We project a true count of over 500,000 infections, including more than 5,000 severe cases, and a breakdown in provision of care (“overshoot”) in Nagoya, Osaka, and Tokyo, before the end of April. There will almost certainly be other breakdowns nationally. April is extremely unlikely to be the worst month. Accordingly, by the end of April, we will have an undeniable national public health emergency.

Japan must act now

As of March 19th, the government’s declared policy was that it would wait-and-see about infection spread and consider asking the public to engage in voluntary (自粛) social distancing in regions with outbreaks. Jake Adelstein reported “However, a Japanese official who gave an off-the-record briefing to Asia Times suggested that a “don’t ask, don’t tell” strategy, based on minimal testing and buttressed by information massage, has been quietly emplaced.”

Governor Koike of Tokyo floated a trial balloon on March 23rd contemplating the possible lockdown of Tokyo if there were an outbreak in Tokyo, while emphasizing that a lockdown should be avoided at all costs.
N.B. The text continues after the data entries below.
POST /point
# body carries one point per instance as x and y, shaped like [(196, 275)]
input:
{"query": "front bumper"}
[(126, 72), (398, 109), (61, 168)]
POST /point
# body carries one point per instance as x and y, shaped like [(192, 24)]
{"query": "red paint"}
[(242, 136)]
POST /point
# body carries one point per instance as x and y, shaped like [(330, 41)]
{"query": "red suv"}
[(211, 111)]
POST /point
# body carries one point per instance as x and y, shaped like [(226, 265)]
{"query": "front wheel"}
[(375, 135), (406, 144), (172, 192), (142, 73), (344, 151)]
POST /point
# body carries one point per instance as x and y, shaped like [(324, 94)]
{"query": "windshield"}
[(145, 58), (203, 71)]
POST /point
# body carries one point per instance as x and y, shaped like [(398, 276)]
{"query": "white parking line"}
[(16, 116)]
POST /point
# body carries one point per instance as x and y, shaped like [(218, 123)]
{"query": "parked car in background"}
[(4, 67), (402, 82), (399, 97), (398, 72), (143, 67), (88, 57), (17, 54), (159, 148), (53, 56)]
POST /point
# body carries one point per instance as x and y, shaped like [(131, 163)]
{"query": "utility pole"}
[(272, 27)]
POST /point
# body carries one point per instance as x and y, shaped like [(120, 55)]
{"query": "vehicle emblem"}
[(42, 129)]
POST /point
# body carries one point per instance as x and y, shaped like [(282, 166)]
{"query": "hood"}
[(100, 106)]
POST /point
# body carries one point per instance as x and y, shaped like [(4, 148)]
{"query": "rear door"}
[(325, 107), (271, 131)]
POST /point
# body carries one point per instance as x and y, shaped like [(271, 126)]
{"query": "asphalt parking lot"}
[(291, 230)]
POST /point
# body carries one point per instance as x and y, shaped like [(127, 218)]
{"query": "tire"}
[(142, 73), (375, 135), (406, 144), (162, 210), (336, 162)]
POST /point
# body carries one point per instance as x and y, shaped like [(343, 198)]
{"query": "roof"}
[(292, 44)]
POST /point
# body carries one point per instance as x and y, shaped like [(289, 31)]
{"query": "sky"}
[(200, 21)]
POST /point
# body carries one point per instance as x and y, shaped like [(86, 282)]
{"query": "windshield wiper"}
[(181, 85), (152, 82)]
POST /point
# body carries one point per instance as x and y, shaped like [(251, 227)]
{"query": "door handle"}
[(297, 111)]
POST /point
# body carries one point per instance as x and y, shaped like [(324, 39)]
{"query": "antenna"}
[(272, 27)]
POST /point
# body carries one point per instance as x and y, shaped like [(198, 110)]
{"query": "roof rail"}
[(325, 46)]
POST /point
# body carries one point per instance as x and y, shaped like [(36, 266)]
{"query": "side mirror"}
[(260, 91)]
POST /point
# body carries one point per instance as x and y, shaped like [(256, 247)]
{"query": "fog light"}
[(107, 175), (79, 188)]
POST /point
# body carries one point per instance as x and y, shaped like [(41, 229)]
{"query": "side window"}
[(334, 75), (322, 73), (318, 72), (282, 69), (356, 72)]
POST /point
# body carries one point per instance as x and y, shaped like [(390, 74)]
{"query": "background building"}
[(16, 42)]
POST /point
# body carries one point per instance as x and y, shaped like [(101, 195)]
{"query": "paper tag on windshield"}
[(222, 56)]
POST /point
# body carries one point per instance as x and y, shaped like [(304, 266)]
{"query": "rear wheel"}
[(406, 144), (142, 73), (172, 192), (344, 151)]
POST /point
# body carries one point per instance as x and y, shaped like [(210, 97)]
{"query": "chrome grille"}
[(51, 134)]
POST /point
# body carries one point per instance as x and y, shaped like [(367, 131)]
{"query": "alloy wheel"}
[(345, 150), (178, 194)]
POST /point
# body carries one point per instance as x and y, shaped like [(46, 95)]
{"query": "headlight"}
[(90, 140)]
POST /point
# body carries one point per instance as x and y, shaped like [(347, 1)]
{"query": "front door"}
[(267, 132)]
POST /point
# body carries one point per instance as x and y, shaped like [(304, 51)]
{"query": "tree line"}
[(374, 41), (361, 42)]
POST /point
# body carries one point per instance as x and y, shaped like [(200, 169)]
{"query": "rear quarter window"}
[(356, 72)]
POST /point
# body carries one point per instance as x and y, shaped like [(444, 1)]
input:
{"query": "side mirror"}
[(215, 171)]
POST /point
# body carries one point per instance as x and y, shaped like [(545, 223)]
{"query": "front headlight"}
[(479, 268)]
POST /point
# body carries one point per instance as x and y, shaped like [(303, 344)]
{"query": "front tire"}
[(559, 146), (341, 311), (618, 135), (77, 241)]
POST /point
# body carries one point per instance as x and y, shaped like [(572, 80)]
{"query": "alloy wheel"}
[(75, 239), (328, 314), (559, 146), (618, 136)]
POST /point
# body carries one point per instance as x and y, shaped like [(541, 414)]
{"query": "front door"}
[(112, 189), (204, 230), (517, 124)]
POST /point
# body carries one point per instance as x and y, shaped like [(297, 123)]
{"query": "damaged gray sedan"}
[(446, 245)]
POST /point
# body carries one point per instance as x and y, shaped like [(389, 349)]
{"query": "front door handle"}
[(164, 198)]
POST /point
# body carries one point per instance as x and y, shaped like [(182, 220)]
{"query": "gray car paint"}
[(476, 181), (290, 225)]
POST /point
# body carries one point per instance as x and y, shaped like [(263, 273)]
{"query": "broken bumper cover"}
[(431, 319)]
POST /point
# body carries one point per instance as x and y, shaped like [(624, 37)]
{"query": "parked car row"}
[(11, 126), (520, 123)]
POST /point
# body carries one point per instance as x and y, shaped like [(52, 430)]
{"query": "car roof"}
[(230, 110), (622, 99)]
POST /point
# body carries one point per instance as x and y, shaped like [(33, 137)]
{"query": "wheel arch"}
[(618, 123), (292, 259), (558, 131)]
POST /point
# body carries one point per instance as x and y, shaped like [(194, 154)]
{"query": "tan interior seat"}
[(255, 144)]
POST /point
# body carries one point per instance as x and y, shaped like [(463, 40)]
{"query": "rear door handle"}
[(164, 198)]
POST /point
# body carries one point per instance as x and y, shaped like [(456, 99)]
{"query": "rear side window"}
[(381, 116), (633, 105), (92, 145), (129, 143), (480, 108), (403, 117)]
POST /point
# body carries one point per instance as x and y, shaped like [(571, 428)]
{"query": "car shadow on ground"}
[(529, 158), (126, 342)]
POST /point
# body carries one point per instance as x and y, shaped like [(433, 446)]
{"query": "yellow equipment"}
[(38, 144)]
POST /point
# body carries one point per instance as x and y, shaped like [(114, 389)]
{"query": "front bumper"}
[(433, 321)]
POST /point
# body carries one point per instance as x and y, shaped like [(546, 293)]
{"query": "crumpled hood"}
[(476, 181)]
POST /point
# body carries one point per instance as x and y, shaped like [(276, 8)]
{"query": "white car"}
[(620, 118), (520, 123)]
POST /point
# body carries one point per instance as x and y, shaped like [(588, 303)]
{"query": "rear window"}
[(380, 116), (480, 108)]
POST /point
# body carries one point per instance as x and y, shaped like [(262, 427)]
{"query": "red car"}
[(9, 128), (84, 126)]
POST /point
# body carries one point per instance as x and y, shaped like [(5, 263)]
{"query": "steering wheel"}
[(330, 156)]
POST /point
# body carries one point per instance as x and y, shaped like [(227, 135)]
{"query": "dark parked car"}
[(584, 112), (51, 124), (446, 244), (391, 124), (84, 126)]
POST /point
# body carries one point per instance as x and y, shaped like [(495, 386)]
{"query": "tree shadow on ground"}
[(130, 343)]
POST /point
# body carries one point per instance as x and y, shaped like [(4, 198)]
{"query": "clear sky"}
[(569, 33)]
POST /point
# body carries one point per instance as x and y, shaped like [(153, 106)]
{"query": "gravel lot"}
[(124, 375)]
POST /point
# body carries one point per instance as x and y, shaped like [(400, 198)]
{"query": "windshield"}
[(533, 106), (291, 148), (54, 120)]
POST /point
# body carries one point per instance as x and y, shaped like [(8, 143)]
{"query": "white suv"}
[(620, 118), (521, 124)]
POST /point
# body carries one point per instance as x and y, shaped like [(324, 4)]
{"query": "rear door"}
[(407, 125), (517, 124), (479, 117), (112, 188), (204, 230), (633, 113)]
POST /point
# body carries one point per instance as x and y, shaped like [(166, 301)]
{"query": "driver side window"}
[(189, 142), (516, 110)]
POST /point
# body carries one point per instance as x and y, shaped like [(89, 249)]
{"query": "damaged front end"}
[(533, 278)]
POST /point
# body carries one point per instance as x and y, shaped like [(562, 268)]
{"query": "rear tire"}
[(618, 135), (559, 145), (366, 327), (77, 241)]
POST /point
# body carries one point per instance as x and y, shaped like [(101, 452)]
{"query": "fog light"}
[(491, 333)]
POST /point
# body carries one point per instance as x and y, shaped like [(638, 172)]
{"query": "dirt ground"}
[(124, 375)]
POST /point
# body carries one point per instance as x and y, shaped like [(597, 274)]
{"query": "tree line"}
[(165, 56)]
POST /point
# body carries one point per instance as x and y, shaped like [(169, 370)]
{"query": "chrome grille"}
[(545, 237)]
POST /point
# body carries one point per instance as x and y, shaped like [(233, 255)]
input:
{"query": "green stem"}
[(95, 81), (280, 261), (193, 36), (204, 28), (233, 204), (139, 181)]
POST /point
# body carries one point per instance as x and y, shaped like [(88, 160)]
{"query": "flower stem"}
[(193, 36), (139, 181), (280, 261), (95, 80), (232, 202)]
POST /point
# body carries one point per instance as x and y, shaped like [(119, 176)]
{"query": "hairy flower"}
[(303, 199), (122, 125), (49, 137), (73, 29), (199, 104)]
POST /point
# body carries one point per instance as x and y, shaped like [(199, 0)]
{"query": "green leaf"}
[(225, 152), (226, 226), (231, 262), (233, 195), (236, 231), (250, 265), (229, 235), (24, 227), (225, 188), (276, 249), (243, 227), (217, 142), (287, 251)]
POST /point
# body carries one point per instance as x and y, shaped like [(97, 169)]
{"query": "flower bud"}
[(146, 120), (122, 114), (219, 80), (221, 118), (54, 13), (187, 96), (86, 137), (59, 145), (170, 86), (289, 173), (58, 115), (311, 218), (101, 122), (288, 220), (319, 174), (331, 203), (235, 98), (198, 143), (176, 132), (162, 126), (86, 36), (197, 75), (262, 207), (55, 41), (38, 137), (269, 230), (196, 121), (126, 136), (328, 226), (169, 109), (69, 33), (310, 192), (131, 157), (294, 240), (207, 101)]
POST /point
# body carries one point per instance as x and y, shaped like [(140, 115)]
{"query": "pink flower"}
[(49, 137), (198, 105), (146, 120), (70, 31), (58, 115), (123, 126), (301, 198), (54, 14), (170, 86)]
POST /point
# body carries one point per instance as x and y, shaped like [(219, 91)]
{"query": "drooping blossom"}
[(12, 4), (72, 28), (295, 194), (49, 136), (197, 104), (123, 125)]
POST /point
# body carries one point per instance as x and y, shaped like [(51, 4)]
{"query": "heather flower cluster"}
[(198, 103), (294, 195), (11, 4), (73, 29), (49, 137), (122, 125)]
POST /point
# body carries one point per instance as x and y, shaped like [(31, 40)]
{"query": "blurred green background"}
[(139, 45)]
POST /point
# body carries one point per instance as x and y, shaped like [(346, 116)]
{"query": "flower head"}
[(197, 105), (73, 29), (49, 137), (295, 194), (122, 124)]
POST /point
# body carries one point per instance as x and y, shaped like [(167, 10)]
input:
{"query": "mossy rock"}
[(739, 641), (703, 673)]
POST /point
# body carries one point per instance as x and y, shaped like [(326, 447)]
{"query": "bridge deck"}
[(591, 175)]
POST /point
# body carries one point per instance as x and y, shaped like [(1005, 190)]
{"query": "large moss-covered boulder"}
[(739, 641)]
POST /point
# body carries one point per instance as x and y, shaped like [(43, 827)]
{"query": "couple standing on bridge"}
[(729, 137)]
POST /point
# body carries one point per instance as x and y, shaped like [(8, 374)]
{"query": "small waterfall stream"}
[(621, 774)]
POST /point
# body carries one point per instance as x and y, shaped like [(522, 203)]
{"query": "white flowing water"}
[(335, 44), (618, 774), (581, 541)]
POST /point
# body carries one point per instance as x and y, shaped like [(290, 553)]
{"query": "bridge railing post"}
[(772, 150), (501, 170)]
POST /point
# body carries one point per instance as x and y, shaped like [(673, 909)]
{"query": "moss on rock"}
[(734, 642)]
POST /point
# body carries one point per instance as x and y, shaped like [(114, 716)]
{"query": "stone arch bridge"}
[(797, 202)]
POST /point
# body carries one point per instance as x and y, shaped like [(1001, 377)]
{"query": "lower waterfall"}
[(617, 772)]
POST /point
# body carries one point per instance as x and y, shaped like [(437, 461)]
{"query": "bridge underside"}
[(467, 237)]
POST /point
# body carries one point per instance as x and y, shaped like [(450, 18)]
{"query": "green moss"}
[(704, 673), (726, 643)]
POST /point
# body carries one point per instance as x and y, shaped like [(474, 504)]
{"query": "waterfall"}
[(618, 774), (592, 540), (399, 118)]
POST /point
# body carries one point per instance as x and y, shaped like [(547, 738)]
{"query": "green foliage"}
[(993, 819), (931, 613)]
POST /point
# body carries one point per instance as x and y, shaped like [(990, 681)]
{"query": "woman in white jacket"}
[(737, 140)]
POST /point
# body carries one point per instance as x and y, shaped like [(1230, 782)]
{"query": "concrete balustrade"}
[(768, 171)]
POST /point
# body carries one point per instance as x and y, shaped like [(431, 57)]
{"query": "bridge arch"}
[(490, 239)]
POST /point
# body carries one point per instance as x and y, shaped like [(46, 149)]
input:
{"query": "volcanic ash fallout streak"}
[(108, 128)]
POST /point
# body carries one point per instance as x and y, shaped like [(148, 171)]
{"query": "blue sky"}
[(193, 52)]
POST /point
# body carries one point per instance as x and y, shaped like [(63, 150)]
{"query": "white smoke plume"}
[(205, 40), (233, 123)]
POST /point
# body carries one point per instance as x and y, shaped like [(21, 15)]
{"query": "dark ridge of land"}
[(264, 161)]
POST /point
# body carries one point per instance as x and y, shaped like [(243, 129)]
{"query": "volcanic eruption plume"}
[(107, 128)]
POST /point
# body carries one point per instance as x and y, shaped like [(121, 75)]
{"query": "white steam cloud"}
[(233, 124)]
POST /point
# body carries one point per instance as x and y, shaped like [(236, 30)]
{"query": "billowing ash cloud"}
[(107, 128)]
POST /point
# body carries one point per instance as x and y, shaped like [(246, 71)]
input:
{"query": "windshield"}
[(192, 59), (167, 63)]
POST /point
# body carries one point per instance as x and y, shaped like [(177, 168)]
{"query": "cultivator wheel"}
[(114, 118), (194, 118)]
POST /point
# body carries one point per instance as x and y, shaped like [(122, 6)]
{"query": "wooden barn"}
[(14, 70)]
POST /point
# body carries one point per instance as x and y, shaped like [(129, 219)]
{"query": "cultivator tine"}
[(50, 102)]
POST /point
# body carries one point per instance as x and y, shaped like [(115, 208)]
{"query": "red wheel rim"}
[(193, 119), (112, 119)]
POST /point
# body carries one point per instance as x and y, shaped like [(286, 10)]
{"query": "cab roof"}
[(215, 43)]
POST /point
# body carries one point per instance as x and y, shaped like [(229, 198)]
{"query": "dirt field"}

Governor Koike announced, on March 25th, a voluntary stay-at-home order for Tokyo starting on March 28th.

Many cities in peer nations have experienced what we will soon experience. We do not believe they would advise us to delay our response.

As a nation, we believe we are in a peaceful spring.

We are not.

We will, within the month of April, confront a crisis worse than any since the war. We must take immediate, concerted, aggressive policy steps in light of this reality.